Thompson Pump Aids in Clarifier Refurbishment
The West Side Treatment Plant in Kansas City, MO recently made plans to refurbish one of their clarifiers. A clarifier is a tank that holds and separates solids and sediment from the effluent. Pumps were required to remove the sewage from the clarifier to allow crews to come in and make modifications. After hearing about a similar successful application at the Blue River Treatment Plant, Kansas City, MO., Thompson Pump’s Kansas City Branch was contacted. Thompson’s representative was able to supply a 6-inch Compressor-Assisted Dry Prime Open Trash Sewage Pump with the ENVIRORPIME® Priming System. In addition to the pump, 100-feet of suction hose was supplied to ensure that suction could be attained from all parts of the clarifier.

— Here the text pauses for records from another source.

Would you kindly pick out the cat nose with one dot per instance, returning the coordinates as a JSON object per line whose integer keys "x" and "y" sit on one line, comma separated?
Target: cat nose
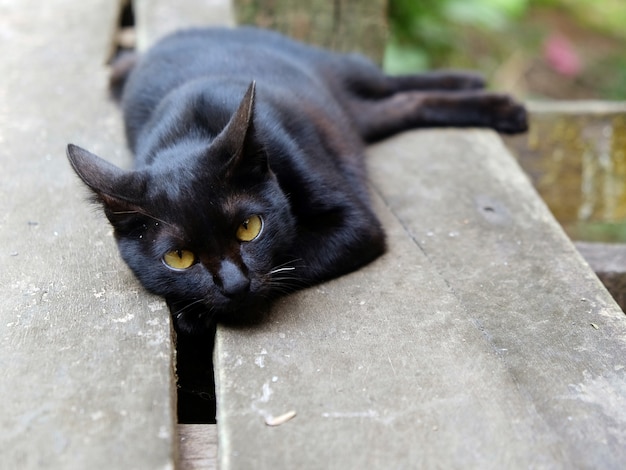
{"x": 231, "y": 279}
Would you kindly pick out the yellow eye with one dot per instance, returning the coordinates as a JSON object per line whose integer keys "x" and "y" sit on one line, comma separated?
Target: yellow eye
{"x": 179, "y": 259}
{"x": 250, "y": 228}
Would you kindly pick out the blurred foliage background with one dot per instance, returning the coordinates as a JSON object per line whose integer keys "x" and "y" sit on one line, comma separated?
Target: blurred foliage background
{"x": 542, "y": 49}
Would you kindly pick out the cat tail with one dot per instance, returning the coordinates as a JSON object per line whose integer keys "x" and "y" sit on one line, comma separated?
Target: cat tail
{"x": 120, "y": 70}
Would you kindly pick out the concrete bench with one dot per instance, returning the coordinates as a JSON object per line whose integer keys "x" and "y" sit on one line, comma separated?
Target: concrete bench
{"x": 482, "y": 339}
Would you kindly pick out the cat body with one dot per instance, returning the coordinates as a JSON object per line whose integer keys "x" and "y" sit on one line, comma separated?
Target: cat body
{"x": 249, "y": 178}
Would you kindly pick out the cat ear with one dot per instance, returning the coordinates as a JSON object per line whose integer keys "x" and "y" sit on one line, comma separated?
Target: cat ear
{"x": 117, "y": 189}
{"x": 238, "y": 139}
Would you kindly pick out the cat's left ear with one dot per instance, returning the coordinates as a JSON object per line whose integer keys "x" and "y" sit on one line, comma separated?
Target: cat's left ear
{"x": 238, "y": 140}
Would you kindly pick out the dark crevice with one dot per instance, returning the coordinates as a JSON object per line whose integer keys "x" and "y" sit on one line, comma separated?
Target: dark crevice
{"x": 195, "y": 384}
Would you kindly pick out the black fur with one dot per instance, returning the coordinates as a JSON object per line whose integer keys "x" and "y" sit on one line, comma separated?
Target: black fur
{"x": 229, "y": 123}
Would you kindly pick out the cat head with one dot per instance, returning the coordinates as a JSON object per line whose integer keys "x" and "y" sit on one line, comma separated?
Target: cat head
{"x": 206, "y": 225}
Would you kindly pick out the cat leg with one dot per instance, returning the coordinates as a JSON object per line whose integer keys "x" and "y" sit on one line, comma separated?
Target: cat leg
{"x": 377, "y": 119}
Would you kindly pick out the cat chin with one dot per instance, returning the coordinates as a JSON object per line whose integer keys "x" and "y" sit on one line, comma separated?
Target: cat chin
{"x": 198, "y": 318}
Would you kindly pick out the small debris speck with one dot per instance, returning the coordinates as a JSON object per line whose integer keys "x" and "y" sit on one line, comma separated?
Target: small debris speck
{"x": 278, "y": 420}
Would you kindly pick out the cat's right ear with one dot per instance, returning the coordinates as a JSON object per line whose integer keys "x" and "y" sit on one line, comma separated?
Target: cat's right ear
{"x": 117, "y": 189}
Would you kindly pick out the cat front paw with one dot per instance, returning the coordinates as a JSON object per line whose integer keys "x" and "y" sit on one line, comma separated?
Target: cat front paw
{"x": 507, "y": 115}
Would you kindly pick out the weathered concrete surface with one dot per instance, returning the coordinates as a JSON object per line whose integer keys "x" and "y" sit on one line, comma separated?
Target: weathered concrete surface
{"x": 471, "y": 344}
{"x": 84, "y": 353}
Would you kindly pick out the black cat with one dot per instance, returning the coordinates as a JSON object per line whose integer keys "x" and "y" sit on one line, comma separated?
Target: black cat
{"x": 249, "y": 179}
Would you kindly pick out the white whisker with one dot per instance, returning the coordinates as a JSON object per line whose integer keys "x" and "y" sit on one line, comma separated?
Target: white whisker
{"x": 274, "y": 271}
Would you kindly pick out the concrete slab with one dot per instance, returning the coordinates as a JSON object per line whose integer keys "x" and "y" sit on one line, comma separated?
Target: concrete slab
{"x": 85, "y": 353}
{"x": 481, "y": 340}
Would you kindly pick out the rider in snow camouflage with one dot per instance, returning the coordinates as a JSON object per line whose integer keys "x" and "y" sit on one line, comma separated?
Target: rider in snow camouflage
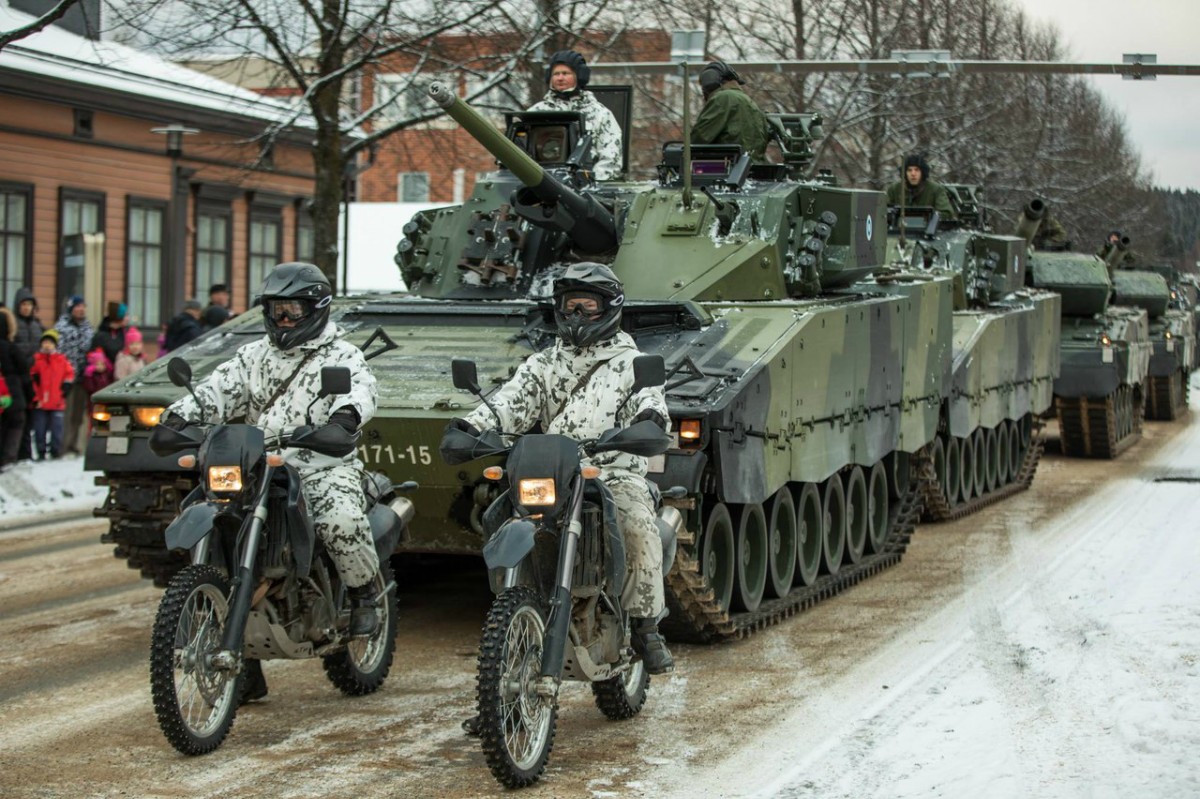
{"x": 576, "y": 388}
{"x": 270, "y": 383}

At the Blue River Treatment Plant a competitor already had a pump installed and was pumping one of their clarifiers when the Kansas City Thompson Pump representative showed up to provide a demonstration of the 6-inch Compressor-Assisted Dry Prime Open Trash Sewage Pump with the ENVIRORPIME® Priming System. The pump employs the ENVIROPRIME® Priming System, which was specifically designed to completely eliminate blow-by (when effluent infiltrates and escapes through the priming system), making it perfect for sewage applications, and safe to the environment. The pump also includes a self-priming centrifugal pump end, which provides its own air handling capability, which is furthered by the additional air handling capability from the priming system, making it perfect for high head/ high volume applications such as this one. The representative suggested installing the Thompson pump on the clarifier next to the one the competition was pumping – for a true side-by-side comparison.
The competitive pump was experiencing less-than-desired results: The competitive pump that was used was an 8” Dry Priming Pump with an end-suction centrifugal pump end which is not capable of handling air on its own, relying entirely on its priming system’s air handling capability. The competitive pump seemed to be trying to maintain prime rather than operating at its full capacity. Also, accommodations were required to redirect any blow-by experienced by the competition’s pump. A hose was attached to the pump’s priming system that would redirect the effluent back into the clarifier. In addition, it was mentioned that the competitive pump would eventually have to be lowered into the clarifier in order to be able to pump the effluent efficiently as it reached the middle of the tank.
This high air handling ability allowed the Thompson pump to remove the air from the suction line to allow the pump to handle the high suction lift without having to lower the pump into the clarifier. While the Thompson Pump was a 6” pump, it still outperformed the competitor’s 8” pump, impressing the Blue River Treatment Plant crews who rented the pump for their application. They were so pleased with the pump that they went ahead and recommended Thompson Pump to the West Side Treatment Plant.
The applications at both the West Side Treatment Plant and the Blue River Treatment Plant were successful and the clarifiers were restored to optimal working condition.